Crammed into the front seating area -- oddly, this small rectangular section comprises both non-smoking seating and the bar, where smoking is permitted -- is a small display case featuring the night's desserts and antipasti. This is not as odd a juxtaposition as it first seems; one tasty tidbit punctuates the beginning of the meal, the other takes care of the end.

As it happens, the beginning and the end are the most consistent parts of the meal. In between, you are going to pay as much for a main dish as you would at Buckhead's La Grotta, the city's premier Italian restaurant, and the quality and finish of the dish will not be anywhere as high.

But to start at the beginning, of course there is the typical antipasti -- meats and cheeses.
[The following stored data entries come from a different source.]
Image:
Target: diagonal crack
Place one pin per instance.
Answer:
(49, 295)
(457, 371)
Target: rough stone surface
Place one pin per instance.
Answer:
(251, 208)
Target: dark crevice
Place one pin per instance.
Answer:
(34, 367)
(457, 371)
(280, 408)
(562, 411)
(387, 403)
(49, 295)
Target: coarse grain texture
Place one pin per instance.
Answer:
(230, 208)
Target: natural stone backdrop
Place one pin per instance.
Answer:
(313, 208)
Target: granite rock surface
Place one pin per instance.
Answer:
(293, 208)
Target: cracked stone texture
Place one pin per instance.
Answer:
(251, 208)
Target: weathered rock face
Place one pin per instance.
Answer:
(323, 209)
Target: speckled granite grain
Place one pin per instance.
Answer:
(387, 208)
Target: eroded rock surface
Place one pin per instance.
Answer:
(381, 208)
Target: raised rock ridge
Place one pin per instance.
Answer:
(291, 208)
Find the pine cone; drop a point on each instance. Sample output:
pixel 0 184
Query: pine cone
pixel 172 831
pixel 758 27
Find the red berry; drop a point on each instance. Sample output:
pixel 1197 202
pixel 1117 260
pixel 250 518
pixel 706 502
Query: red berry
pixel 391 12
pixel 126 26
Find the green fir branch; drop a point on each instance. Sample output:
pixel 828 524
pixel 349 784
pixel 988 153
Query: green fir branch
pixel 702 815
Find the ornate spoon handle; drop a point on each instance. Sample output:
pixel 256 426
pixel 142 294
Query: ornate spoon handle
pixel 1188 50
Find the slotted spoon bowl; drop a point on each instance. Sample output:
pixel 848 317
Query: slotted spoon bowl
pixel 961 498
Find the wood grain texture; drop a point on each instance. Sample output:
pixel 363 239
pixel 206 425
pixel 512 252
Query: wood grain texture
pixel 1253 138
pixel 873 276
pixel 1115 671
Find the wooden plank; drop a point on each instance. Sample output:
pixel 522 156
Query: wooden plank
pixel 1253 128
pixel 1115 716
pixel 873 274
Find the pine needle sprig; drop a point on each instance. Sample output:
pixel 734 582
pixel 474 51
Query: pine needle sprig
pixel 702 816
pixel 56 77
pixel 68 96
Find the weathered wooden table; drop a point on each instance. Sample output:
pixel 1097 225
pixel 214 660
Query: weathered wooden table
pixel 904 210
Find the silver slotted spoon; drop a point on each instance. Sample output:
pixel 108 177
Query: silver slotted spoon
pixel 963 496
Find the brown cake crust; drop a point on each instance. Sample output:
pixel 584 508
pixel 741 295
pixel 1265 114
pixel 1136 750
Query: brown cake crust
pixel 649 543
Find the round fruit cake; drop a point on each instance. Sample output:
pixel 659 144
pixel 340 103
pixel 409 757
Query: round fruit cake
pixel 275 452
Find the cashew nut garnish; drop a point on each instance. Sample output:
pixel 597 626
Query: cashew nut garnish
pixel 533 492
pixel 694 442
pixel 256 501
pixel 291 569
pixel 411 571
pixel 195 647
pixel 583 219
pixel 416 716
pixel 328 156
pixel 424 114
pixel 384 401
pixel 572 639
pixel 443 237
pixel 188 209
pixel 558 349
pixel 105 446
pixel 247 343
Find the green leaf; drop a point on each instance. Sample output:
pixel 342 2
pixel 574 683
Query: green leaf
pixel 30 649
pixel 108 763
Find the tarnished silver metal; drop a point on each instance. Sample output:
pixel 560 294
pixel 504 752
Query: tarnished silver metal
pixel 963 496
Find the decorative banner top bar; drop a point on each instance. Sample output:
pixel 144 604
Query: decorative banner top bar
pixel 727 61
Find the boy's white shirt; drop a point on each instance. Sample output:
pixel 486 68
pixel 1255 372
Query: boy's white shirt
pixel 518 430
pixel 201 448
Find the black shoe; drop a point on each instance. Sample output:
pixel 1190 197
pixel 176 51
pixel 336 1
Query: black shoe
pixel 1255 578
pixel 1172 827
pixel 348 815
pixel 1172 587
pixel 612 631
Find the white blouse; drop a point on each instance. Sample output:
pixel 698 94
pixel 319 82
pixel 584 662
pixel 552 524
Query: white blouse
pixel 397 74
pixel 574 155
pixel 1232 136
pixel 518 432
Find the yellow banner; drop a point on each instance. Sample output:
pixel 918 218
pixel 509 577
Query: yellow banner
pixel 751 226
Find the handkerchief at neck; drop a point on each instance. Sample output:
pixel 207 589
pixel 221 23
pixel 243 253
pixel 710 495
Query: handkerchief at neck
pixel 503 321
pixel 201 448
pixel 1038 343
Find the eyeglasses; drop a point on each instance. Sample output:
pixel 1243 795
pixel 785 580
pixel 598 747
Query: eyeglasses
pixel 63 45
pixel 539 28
This is a good time and place to try something different, however, a small plate of cold eggplant, roasted red peppers, shiitake mushrooms, capers and a small square of mozzarella. If you think you don't like eggplant, this preparation will change your mind. It's delicious, light and flavorful.

Lightness and flavor are two things that were, unfortun-ately, missing from our main dishes: gnocchi and cioppino. The gnocchi was noticeably heavy, a condition not enhanced by an especially spicy tomato sauce. These little pillows of pasta should be lighter than air, and whatever sauce there is should be the same. For someone who loves gnocchi as much as I do, Oscar's idea of the dish was a tremendous disappointment.

Cioppino was somewhat better, mostly because it was so generously sized, loaded with fish and shellfish. But again, the sauce lacked character. We chose red over white when given the choice -- which I thought was odd, given that this San Francisco dish is traditionally a glorious fish stew in tomato broth. Oscar's was served on a large oval platter, making it awkward to eat.

Oscar's menu is loaded with lobster steak, and the typical veal and chicken dishes. All are uncommonly pricey, considering the part of town, the ambiance, the service and other amenities. Given that, you are better off sticking with pasta. The linguine, for example, is tender and tasty, and won't set you back the more than $20 the other main dishes will.

Oscar's Villa Capri, 2090 Dunwoody Club Drive at Jett Ferry Road in the Orchard Park shopping center (look for Kroger), Dunwoody, 770-392-7940. Open for dinner only: Monday-Thursday, 5:30-10 p.m.; Friday-Saturday, 5:30-10:30 p.m.; Sunday, 5:30-9 p.m. Expensive, especially in relation to the whole experience, and compared with other restaurants. Average price of entree, $20. Credit cards. Dress: casual. Ambiance: little place around the corner for family and neighbors. No-smoking section. Wheelchair accessible.